The measure was "forced" by "recent events," the statement added, saying it will be effective immediately.
Earlier this week, Turkish citizen Metin Topuz, who worked at the US General Consulate in Istanbul, was arrested by local law enforcement on terrorism charges. A court ruled he would remain in custody while his alleged links to exiled Turkish cleric, Fethullah Gulen, whom the government in Ankara blamed for a failed coup last summer, are being investigated.
The employee was reportedly accused of "attempting to overthrow the constitutional order and Turkey’s government," as well as of "spying."
Washington has condemned the arrest, saying that the move undermines relations between the two nations and that Ankara's allegations are "baseless."
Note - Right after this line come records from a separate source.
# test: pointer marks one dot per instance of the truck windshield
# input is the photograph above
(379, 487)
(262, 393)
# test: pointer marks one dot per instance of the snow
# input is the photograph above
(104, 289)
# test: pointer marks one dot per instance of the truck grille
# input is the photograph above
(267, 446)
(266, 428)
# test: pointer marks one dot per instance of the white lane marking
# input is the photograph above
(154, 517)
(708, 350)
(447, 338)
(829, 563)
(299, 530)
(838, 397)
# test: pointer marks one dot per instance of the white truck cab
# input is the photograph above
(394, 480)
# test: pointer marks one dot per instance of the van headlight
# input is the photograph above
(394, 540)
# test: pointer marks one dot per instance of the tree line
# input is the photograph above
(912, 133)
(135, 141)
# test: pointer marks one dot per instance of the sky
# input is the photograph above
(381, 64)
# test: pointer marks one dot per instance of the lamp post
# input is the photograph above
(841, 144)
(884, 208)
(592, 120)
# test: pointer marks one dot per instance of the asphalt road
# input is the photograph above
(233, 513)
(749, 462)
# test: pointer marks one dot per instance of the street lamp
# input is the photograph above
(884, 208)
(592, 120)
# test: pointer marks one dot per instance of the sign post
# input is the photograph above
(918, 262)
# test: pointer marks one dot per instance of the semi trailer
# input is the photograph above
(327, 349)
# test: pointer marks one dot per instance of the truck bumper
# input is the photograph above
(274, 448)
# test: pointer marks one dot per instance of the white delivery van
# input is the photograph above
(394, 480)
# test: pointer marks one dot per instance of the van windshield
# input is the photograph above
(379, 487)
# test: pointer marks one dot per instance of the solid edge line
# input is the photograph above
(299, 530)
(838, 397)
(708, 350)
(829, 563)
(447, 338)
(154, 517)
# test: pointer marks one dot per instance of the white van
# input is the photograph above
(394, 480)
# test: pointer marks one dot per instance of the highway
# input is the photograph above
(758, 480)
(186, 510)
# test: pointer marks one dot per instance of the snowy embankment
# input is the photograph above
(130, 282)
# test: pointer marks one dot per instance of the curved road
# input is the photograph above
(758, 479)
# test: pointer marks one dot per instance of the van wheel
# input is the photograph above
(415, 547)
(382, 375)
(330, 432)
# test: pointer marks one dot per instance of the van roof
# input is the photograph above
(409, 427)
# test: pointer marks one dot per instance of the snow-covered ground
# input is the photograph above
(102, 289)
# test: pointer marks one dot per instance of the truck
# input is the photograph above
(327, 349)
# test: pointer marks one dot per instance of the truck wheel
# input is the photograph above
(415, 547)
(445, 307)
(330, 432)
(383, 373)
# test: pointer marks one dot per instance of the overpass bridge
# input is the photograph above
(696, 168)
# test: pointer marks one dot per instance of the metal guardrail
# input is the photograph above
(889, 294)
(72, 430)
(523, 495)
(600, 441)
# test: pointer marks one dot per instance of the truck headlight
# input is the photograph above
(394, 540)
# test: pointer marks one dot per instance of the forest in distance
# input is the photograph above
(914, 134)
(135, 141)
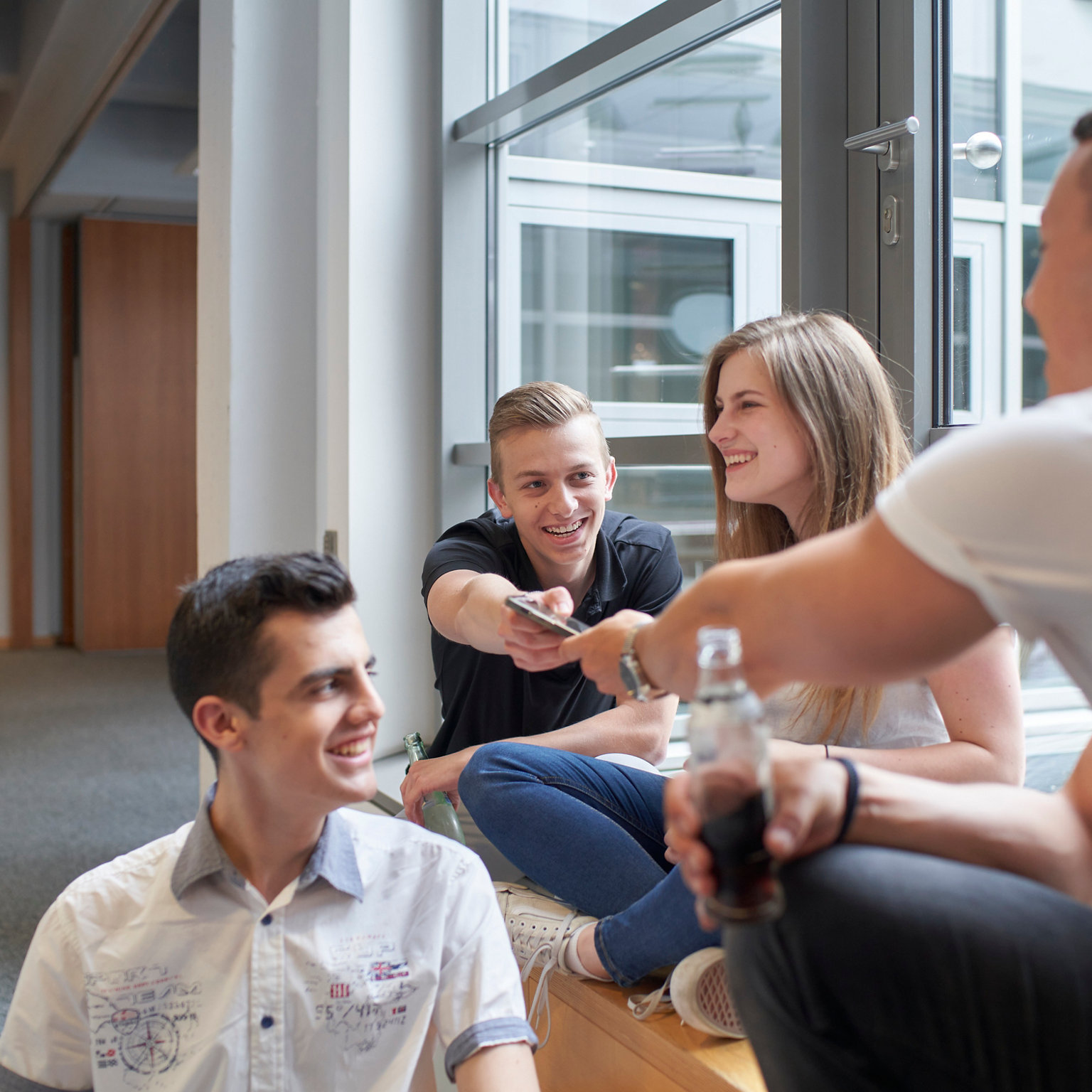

The current flare-up in tensions between two NATO allies is unprecedented, Huseyin Bagci, professor of international relations at Ankara’s Middle East Technical University, told RT.
“In the past we have had several crises with the United States of America and NATO, but this time the problem is different. It will be much longer and it will have much stronger implications for both sides,” he said, referring to the long-standing contentious issues that plague the relations between the two countries.
The latest developments will affect both countries in a negative way but the implications of the cooling in relations will be felt more by Turkey, the professor said.
“In the beginning Turkey hoped that Donald Trump would be much more friendly and much more cooperative but more and more we see now the Donald Trump administration distancing itself from Turkish policies, and this will create in the long run much more difficulties for Turkey, in particular,” he said.